C’est une armée qui prend l’assaut, pervers pépères et jeunes puceaux, vieux beaux ou gentils damoiseaux qui se tortillent en soubresauts. Ils défilent tous au garde-à-vous puis se répandent au fond du trou, dans mon lit pas un ne bande mou, faut croire que je suis un bon coup !
Il y a ce type à particule avec son prénom ridicule qui va et vient sans préambule et bégaie quand il éjacule. Il y a ce vieux plein de principes remis tout juste d’une vilaine grippe et qui sort du fond de son slip quelques pétales de tulipe. Il y a ce jeune sentimental au sourire timide et bancal qui fait tout un cérémonial pour un missionnaire très banal. Il y a le cocu malheureux, humilié mais si amoureux qui pleure de ses yeux globuleux et se mouche dans mes cheveux.

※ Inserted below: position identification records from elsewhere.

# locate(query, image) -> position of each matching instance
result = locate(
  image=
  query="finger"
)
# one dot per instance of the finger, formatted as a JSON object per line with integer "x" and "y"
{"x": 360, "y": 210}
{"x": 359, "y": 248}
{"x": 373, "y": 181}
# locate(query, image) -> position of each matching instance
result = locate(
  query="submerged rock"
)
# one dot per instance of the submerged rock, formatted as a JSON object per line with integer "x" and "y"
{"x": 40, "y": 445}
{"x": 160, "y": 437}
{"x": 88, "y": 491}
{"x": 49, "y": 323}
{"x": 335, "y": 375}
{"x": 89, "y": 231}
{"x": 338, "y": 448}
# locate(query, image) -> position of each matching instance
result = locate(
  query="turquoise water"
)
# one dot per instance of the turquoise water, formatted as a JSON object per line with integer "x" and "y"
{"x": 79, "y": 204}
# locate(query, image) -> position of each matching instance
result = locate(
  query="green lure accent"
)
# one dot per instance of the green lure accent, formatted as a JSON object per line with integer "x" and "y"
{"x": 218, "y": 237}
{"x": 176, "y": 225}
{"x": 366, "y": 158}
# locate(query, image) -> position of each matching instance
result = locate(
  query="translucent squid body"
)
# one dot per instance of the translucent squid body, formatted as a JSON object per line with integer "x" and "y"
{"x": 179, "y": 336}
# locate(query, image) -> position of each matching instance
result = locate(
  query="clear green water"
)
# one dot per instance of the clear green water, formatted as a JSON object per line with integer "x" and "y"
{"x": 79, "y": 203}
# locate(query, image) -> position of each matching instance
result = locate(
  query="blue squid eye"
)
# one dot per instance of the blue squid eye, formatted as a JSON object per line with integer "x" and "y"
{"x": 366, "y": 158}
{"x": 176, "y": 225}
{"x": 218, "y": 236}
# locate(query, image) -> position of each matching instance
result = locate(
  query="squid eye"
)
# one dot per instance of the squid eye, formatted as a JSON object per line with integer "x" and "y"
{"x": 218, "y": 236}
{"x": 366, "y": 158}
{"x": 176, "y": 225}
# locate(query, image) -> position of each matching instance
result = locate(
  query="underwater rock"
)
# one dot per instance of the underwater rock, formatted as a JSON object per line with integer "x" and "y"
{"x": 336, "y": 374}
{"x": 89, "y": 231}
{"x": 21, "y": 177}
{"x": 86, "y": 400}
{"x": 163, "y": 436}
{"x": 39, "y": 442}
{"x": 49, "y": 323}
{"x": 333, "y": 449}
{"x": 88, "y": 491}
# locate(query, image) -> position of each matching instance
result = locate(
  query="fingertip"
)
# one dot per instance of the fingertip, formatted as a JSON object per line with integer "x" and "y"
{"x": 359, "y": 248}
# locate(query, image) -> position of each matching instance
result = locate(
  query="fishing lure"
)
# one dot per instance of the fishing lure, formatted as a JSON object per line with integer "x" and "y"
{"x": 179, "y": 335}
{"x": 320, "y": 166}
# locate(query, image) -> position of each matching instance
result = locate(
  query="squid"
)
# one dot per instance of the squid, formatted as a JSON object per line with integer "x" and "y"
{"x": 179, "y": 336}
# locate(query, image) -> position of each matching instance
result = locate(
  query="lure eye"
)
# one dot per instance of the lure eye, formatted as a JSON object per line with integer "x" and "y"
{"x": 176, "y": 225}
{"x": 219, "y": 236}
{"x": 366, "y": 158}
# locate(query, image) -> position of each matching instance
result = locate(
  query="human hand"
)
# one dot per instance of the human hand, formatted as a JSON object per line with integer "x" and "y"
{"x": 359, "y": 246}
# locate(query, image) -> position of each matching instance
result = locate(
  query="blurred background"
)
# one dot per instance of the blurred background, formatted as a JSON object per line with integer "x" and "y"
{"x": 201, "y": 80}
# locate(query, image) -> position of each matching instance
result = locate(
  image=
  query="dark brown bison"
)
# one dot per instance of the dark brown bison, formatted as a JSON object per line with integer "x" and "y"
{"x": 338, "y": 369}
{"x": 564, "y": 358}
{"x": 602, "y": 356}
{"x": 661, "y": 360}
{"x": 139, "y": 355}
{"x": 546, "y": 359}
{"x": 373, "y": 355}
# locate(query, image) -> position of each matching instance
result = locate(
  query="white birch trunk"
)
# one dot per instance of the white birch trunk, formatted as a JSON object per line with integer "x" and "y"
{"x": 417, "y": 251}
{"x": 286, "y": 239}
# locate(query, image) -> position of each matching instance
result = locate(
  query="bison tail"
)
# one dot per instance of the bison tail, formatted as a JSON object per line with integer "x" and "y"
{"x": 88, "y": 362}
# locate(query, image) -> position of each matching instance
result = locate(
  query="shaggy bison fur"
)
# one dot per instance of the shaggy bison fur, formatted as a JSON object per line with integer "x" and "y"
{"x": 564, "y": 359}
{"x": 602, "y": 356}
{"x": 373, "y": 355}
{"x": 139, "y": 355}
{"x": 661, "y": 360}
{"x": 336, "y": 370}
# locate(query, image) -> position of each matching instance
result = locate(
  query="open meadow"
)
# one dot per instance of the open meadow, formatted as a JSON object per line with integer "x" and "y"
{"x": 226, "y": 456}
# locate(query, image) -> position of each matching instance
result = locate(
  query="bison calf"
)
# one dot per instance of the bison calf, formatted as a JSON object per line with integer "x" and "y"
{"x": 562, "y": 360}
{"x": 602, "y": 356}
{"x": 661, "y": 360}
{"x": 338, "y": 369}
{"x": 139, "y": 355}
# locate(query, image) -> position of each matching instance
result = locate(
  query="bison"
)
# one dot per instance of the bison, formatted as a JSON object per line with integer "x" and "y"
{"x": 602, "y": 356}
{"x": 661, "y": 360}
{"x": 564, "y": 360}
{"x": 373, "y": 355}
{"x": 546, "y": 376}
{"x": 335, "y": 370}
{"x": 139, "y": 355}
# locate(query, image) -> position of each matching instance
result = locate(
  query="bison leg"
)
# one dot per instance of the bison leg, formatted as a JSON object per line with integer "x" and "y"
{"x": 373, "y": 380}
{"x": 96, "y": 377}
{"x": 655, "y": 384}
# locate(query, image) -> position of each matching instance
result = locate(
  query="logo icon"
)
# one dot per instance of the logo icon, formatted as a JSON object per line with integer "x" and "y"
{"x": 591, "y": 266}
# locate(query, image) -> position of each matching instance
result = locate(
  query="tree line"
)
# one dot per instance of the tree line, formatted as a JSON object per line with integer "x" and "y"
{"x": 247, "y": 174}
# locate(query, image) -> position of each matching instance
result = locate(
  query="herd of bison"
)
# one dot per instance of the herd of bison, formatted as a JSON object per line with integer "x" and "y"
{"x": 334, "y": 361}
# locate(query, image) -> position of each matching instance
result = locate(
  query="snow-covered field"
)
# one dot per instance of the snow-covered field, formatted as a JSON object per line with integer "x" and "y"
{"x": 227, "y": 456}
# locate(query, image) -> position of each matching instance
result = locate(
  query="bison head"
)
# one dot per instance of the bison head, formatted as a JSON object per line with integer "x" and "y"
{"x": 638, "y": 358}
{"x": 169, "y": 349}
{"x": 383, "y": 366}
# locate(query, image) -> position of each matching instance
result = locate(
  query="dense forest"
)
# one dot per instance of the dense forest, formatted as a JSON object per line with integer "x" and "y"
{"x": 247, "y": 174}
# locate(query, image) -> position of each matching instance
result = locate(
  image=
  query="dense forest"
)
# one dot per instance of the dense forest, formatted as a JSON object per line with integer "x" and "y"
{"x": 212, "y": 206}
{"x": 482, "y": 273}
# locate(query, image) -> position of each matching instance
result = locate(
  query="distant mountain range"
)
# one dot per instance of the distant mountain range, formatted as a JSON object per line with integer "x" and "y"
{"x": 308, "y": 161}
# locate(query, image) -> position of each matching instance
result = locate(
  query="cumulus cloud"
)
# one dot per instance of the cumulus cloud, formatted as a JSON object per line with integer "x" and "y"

Il y a toutes sortes de baiseurs, celui qui vient en amateur et qui se croit fin connaisseur, ou le fidèle adorateur. Ils sont tellement fiers de leur trique qu’ils se la jouent baise héroïque, mais moi je reste pragmatique, fais ton affaire et file le fric ! Ils ont toujours une bonne excuse, quelques paroles un peu confuses, il paraît que je suis leur muse et qu’avec moi Popol s’amuse.
« C’est la première fois, je le jure, c’est un peu comme une aventure, c’est pour réparer mes blessures », dit-il en ôtant sa ceinture.
« J’ai pas vraiment besoin de ça, mais en ce moment ça va pas, je veux la douceur de tes bras », susurre-t-il en froissant mes draps.
« Ma femme a toujours la migraine, Flora fait ça comme une reine, je vais pas rater cette aubaine », pense-t-il en grattant sa bedaine.
Ils m’appellent « travailleuse du sexe », pas de quoi en faire un complexe, chez eux c’est une pensée réflexe mais ça me rend un peu perplexe.
Ils aiment à dire que c’est un choix, d’ailleurs ils savent mieux que moi, ils ont lu un truc dans Biba, et puis y a même un syndicat !
Je les écoute se mentir, tout est bon pour se divertir, où y a d’la gêne y a pas d’plaisir, moi je vais pas les contredire.
Enfant violée, ado placée, les statistiques m’ont pas aidée, après la sortie du foyer mon chemin semblait tout tracé. J’avais pourtant de beaux projets, désir d’une vie bien rangée, comme si je pouvais réparer la vie qui m’a été volée.
Mon truc à moi, c’était les fleurs, j’aimais m’enivrer des odeurs, je travaillais avec ardeur, pensant y trouver mon bonheur. Je m’accrochais à cet espoir, il suffisait de le vouloir, et quand tout me semblait trop noir je me surprenais à y croire.
Eperdue de délicatesse, un type a compris ma détresse, ses mots doux comme des caresses, j’ai succombé à ses promesses. « Essaie une fois, tu verras bien, ce client-là est chirurgien, cet autre-là est pharmacien, promis ce sont des gens très bien. »
J’ai cru qu’il me serait facile de jouer la carte érectile, j’ai simulé la femme docile pour ne pas avoir l’air fragile. Et puis c’est comme un engrenage, une plongée dans le racolage, plus de limites aucun barrage, je ne vois même plus leurs visages.
Je suis devenue une putain, on me respecte moins qu’un chien, à leurs yeux je ne suis plus rien qu’un corps péripatéticien. Pourtant des rêves, j’en ai encore, l’espoir d’une nouvelle aurore, d’un avenir multicolore, une vie nouvelle prête à éclore.